Untuk itu, pembenahan tata kelola Pesantren menjadi sangat diperlukan. Pesantren harus mampu membekali pengetahuan dan keahlian para ustadz dan kyai untuk mulai mengikuti tuntutan zaman. Tentu tidak mudah dan membutuhkan proses yang tidak sebentar untuk memfasilitasi dan menambahkan komponen-komponen baru itu. Terlebih umumnya pesantren yang ada di Indonesia terbiasa menggunakan metode pengajaran gaya klasik (tradisionalis) dengan kitab-kitab keilmuan klasik pula. Pesantren dan santri dituntut harus keluar dari zona nyaman untuk turut menekuni keilmuan lain, seperti perihal kebangsaan dan teknologi.

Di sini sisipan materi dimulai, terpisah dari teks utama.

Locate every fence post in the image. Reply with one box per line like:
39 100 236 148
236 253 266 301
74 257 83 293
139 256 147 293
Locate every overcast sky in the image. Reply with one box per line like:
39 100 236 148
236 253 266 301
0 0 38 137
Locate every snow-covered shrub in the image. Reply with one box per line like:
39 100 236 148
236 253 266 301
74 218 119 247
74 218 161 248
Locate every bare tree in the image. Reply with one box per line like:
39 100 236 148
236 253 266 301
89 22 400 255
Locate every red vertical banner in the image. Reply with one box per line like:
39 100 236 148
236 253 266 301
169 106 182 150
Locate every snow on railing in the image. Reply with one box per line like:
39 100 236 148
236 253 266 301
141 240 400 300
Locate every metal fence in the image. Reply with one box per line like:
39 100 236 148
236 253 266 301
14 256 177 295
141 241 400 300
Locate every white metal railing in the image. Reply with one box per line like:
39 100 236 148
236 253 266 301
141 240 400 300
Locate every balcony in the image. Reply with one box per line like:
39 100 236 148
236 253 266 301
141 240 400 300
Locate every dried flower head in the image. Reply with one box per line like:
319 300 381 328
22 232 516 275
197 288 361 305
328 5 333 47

Studi pemahaman kebangsaan dikalangan santri sebenarnya sudah dimulai jauh-jauh hari. Sebut saja Resolusi Jihad yang difatwakan oleh Hadratussyaikh KH. Hasyim Asy’ari. Beliau memerintahkan kepada seluruh santri dan masyarakat untuk mempertahankan tanah air dari ancaman invasi milite Inggris. Penetapan hari santri sebagai hari nasional saat ini juga berakar dari Resolusi Jihad. Ini berarti penanaman semangat kebangsaan dan bela tanah air dikalangan santri telah berlangsung lama. Hanya saja jika dulu, paham kebangsaan itu dipelajari untuk menghadapi perang senjata dengan kaum penjajah, maka hari ini santri harus berhadapan dengan perang pemikiran. Radikalisme, intoleransi dan ekstrimisme dalam tubuh umat Islam adalah sederet pekerjaan rumah yang harus diselesaikan kaum santri.

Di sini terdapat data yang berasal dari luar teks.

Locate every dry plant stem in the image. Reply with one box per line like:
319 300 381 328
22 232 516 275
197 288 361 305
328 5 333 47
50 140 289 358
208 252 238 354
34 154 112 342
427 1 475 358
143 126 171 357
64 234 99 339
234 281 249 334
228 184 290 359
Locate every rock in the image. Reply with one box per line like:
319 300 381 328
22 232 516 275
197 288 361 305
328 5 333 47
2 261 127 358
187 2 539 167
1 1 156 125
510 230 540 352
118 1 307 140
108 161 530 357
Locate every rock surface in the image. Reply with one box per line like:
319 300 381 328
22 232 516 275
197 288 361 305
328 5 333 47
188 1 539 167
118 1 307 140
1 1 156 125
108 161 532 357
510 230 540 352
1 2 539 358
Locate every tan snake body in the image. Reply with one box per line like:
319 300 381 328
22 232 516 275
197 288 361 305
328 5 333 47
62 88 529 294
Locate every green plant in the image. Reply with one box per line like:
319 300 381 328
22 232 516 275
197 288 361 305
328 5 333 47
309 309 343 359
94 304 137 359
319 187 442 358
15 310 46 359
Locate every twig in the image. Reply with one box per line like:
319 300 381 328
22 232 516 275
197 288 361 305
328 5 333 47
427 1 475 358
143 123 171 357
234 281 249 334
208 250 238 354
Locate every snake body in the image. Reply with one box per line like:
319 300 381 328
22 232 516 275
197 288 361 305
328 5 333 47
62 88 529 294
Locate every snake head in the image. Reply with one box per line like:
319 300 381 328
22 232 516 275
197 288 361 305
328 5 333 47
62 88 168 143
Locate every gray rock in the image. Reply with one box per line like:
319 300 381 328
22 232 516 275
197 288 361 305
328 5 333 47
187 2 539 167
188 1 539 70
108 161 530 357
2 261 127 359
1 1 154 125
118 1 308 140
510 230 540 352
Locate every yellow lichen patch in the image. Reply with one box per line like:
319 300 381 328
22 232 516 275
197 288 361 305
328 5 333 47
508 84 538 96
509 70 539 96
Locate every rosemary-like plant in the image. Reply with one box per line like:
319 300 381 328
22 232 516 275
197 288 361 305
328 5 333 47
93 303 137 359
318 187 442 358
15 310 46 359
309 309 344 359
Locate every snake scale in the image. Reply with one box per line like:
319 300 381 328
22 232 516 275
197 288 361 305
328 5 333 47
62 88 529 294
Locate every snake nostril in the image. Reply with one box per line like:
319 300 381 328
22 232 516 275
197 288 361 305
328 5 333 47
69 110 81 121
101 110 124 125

Maraknya faham Islam yang cenderung ekstrim menyasar kaum kota yang awam dalam pemahaman agama. Kalangan pemuda dan mahasiswa adalah sasaran empuk, karena umumnya mereka mempelajari sesuatu termasuk agama melalui media sosial. Penggerak Islam ekstrim ini, berhasil lebih dulu menyajikan konten dan bahan dakwah yang menarik dan dibuat seakan sangat Islami. Itulah mengapa santri penting untuk paham dan menguasai teknologi dan media, mengingat propaganda dan narasi ujaran kebencian tidak hanya dikampanyekan ditengah masyarakat namun juga gencar memanfaatkan tekhnologi di dunia maya. Santri harus mengambil peran sebagai penyedia kontra narasi provokatif dan intoleran yang menyulut permusuhan dalam berbangsa dan bernegara dimedan ini.

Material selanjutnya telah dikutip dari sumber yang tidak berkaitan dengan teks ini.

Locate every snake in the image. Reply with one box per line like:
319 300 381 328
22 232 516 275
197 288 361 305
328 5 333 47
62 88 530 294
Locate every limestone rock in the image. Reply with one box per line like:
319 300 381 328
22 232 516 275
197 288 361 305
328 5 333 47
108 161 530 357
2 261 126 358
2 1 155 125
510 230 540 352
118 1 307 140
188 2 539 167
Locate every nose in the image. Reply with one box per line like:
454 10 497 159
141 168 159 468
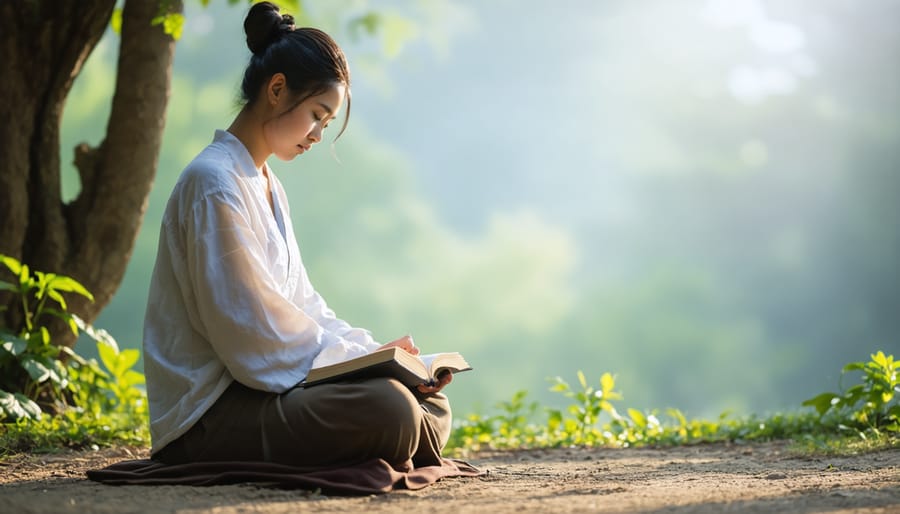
309 125 322 143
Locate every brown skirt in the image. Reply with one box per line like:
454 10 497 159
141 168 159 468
153 378 451 468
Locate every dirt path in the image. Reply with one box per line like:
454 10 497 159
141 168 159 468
0 443 900 514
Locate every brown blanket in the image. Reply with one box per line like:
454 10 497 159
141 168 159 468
87 459 483 494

Radikalisme dan fanatisme juga berhasil merambah ke dunia perguruan tinggi di Indonesia. BIN melaporkan setidaknya ada 7 kampus ternama yang sudah menunjukan indikasi nyata terjangkit faham radikalisme. Harus disadari ini merupakan tugas tambahan bagi para santri yang melanjutkan pendidikan di perguruan tinggi. Jika tidak perpecahan akibat ekslusifitas dan fanatisme atas nama agama hanya menunggu waktu.
Santri hari ini harus mampu membaca dan menganalisa indikasi tersebut. Mereka harus mulai meng-upgrade wawasan dan pengetahuan. Karena elemen santri adalah salah satu elemen yang sulit disusupi faham-faham radikalisme. Dengan catatan ia terdidik dalam pesantren yang terbentengi oleh faham aswaja dan semangat kebangsaan yang kuat, menjunjung tinggi ukhuwah wathaniyah.
Selain teknologi, pemahaman moderasi beragama juga sangat penting ditanamkan dikalangan kaum santri. Ini berangkat dari kesepahaman bahwa semua agama membawa misi perdamaian. Santri harus bisa memahamkan umat bahwa Islam yang rahmatan lil ‘alamin adalah Islam yang menerima terhadap semua kalangan, bukan muslim saja. Sejalan dengan ungkapan Sayyidina Ali,”Yang bukan saudaramu seiman adalah saudaramu dalam kemanusiaan”. Siapapun manusia disekitar kita yang beragama, baik Hindu, Kristen, Budha, dan Konghucu adalah saudara yang harus kita lindungi dan junjung tinggi hak-haknya.
Santri harus bisa menjadi aktor utama dalam menegakkan nilai-nilai ahlusunnah wal jama’ah, seperti tawassuth, tasammuh, tawazzun dan adl’. Siapapun, selama berakhlak seperti santri adalah santri. Kepada santri dititipkan rumah besar NKRI. Selamat Hari Santri Nasional 2020.